The National Heritage Board and many of the museums and other heritage institutions in Sweden are currently working on increasing its emphasis on proactive work, encouraging discussions on the use of narratives as a focus for organising heritage presentation. Much of this work focuses on making both exhibitions and the national heritage more inclusive to all parts of the population. Main themes in this work has included civil society and the inclusion of minority perspectives in the heritage preserved and presented by government supported agencies and institutions.
In 2015, the archaeological activities of the National Heritage Board were transferred to the National Museums of History. In 2016, it was announced that the National Touring Exhibitions will be merged with the National Heritage Board, which will be given increased responsibility in the area of museum policy. The government has announced that a government bill on cultural heritage is under preparation.

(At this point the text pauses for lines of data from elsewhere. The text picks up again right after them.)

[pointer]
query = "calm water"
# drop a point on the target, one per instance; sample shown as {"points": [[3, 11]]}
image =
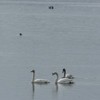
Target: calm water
{"points": [[67, 36]]}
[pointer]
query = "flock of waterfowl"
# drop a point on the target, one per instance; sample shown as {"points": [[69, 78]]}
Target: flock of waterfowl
{"points": [[66, 79]]}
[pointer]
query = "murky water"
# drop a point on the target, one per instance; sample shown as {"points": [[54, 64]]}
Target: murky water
{"points": [[67, 36]]}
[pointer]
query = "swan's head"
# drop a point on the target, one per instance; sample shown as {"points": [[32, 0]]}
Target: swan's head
{"points": [[33, 71], [55, 73], [64, 70]]}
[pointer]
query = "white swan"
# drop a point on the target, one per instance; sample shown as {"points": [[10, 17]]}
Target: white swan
{"points": [[39, 81], [62, 80], [67, 75]]}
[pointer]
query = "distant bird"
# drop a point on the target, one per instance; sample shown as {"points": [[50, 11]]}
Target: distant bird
{"points": [[66, 75], [51, 7], [62, 80], [20, 34], [38, 81]]}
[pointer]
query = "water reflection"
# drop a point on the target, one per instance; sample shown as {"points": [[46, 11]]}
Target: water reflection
{"points": [[58, 88]]}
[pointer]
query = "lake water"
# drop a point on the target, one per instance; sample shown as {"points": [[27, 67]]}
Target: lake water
{"points": [[66, 37]]}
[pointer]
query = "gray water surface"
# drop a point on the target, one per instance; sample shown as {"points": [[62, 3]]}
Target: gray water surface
{"points": [[67, 36]]}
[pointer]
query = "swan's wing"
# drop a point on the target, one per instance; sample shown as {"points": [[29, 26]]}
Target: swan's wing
{"points": [[64, 80], [41, 81]]}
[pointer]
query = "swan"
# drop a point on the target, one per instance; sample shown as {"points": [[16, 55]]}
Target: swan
{"points": [[38, 81], [62, 80], [67, 75]]}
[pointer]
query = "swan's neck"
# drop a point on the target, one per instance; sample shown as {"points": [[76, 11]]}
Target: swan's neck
{"points": [[33, 77], [64, 73], [57, 78]]}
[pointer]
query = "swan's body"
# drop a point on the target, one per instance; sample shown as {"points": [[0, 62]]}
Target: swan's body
{"points": [[67, 75], [39, 81], [62, 80]]}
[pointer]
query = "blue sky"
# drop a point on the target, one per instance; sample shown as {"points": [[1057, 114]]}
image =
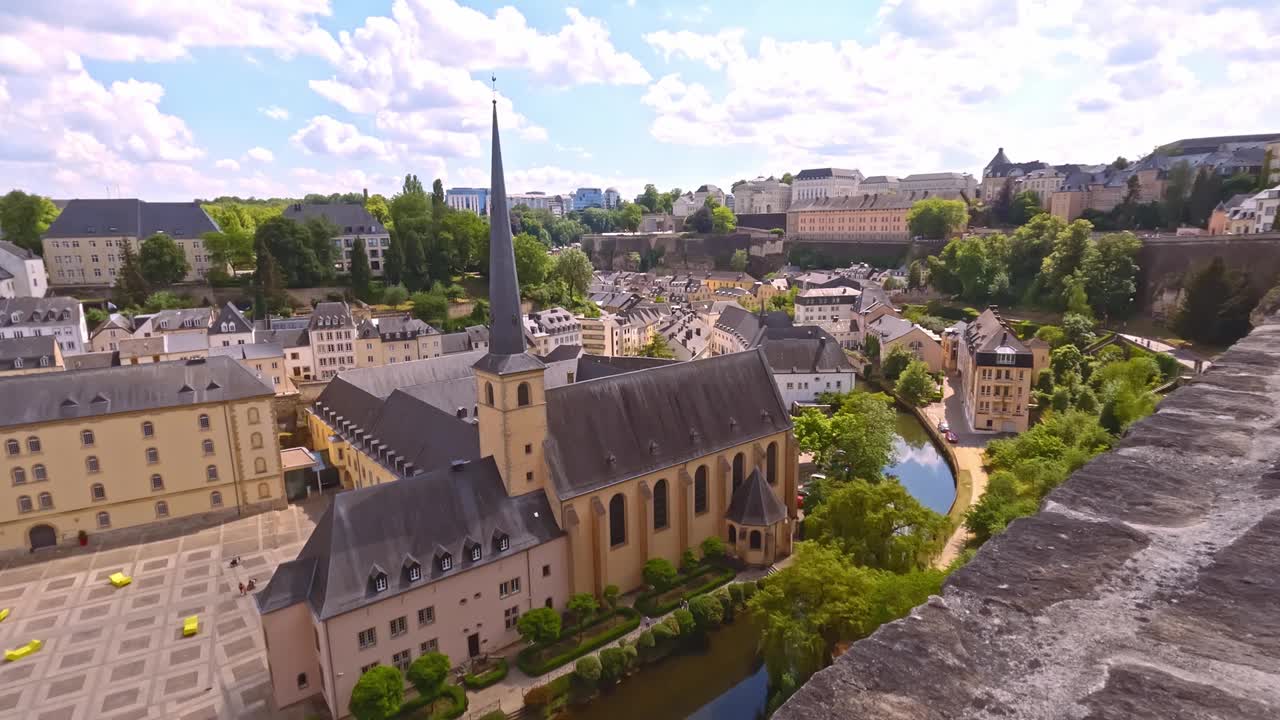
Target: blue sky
{"points": [[277, 98]]}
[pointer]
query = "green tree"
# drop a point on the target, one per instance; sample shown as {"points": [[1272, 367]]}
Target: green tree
{"points": [[723, 220], [574, 267], [708, 613], [897, 359], [393, 260], [360, 273], [429, 671], [131, 288], [915, 384], [378, 693], [878, 525], [1110, 272], [24, 218], [1215, 306], [856, 441], [533, 263], [936, 218], [539, 625], [657, 347], [161, 260], [583, 606], [659, 573]]}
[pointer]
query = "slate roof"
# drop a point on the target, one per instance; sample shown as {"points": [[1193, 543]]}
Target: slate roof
{"points": [[804, 349], [1144, 588], [754, 502], [611, 429], [351, 218], [86, 393], [131, 218], [234, 319], [17, 251], [30, 350], [392, 524]]}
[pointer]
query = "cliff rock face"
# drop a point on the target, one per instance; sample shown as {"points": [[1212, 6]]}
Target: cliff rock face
{"points": [[1147, 587]]}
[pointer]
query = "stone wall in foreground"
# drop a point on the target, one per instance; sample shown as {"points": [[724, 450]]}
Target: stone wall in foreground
{"points": [[1147, 587]]}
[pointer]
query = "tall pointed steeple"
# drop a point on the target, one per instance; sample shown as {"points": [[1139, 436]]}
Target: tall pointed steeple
{"points": [[507, 349]]}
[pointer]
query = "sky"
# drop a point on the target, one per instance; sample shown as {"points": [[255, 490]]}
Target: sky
{"points": [[173, 100]]}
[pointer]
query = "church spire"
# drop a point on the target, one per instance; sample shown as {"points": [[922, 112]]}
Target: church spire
{"points": [[506, 335]]}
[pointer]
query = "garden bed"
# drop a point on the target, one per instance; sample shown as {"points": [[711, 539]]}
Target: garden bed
{"points": [[689, 586], [595, 633]]}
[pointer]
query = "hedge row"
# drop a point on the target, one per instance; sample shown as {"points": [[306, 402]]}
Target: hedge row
{"points": [[485, 679], [720, 575], [526, 659]]}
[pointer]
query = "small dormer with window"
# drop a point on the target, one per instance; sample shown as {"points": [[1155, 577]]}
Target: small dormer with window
{"points": [[378, 579], [412, 569]]}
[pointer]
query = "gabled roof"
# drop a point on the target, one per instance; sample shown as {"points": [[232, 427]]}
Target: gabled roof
{"points": [[232, 317], [63, 396], [607, 431], [419, 518], [754, 504]]}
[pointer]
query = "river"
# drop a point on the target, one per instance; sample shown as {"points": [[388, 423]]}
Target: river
{"points": [[726, 682]]}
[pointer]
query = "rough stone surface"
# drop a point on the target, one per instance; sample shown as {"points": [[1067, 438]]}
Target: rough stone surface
{"points": [[1146, 587]]}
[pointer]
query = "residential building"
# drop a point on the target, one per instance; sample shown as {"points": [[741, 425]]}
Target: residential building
{"points": [[762, 195], [548, 329], [110, 449], [470, 199], [24, 268], [996, 372], [333, 335], [85, 246], [860, 218], [59, 317], [353, 222], [31, 355], [108, 335], [821, 183], [568, 490], [586, 197], [807, 361], [231, 327], [880, 185], [940, 182], [264, 359], [894, 332]]}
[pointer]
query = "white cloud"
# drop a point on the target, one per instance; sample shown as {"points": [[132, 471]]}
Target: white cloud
{"points": [[328, 136], [274, 112], [938, 85], [260, 154]]}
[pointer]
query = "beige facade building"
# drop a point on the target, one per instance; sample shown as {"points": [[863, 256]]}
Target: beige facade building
{"points": [[572, 488], [112, 449], [85, 246], [996, 372], [860, 218]]}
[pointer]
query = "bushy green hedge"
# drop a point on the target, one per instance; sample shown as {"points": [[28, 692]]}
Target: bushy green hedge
{"points": [[526, 659], [717, 577], [485, 679]]}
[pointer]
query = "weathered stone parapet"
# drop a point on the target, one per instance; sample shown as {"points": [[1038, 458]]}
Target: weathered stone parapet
{"points": [[1146, 587]]}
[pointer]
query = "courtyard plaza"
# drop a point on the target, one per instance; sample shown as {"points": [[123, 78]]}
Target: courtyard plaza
{"points": [[119, 654]]}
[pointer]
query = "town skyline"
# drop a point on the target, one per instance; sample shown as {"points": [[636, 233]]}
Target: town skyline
{"points": [[337, 98]]}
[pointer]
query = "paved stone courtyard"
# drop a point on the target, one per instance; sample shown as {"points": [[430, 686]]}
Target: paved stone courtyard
{"points": [[119, 654]]}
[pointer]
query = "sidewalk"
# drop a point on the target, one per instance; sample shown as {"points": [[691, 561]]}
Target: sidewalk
{"points": [[968, 454]]}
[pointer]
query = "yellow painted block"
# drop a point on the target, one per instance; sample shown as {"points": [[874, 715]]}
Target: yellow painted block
{"points": [[19, 652]]}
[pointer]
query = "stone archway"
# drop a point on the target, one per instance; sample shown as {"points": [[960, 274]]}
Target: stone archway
{"points": [[42, 536]]}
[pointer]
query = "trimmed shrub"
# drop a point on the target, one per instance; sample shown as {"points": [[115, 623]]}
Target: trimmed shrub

In a previous government report, a special government commission proposed that a Museum Law would be introduced, guaranteeing the independence of public museums and regulating their main roles.
In the fall of 2016, issues relating to museums have also been the topic of significant debate in the media, mostly focusing on allegations against the government of politicizing and instrumentalizing museums, and cultural heritage in general, through increased ideological regulation. The suggested merger of the Mediterranean Museum, the Museum of Far Eastern Antiquities, and the Museum of Ethnography, has been used as an example of this tendency.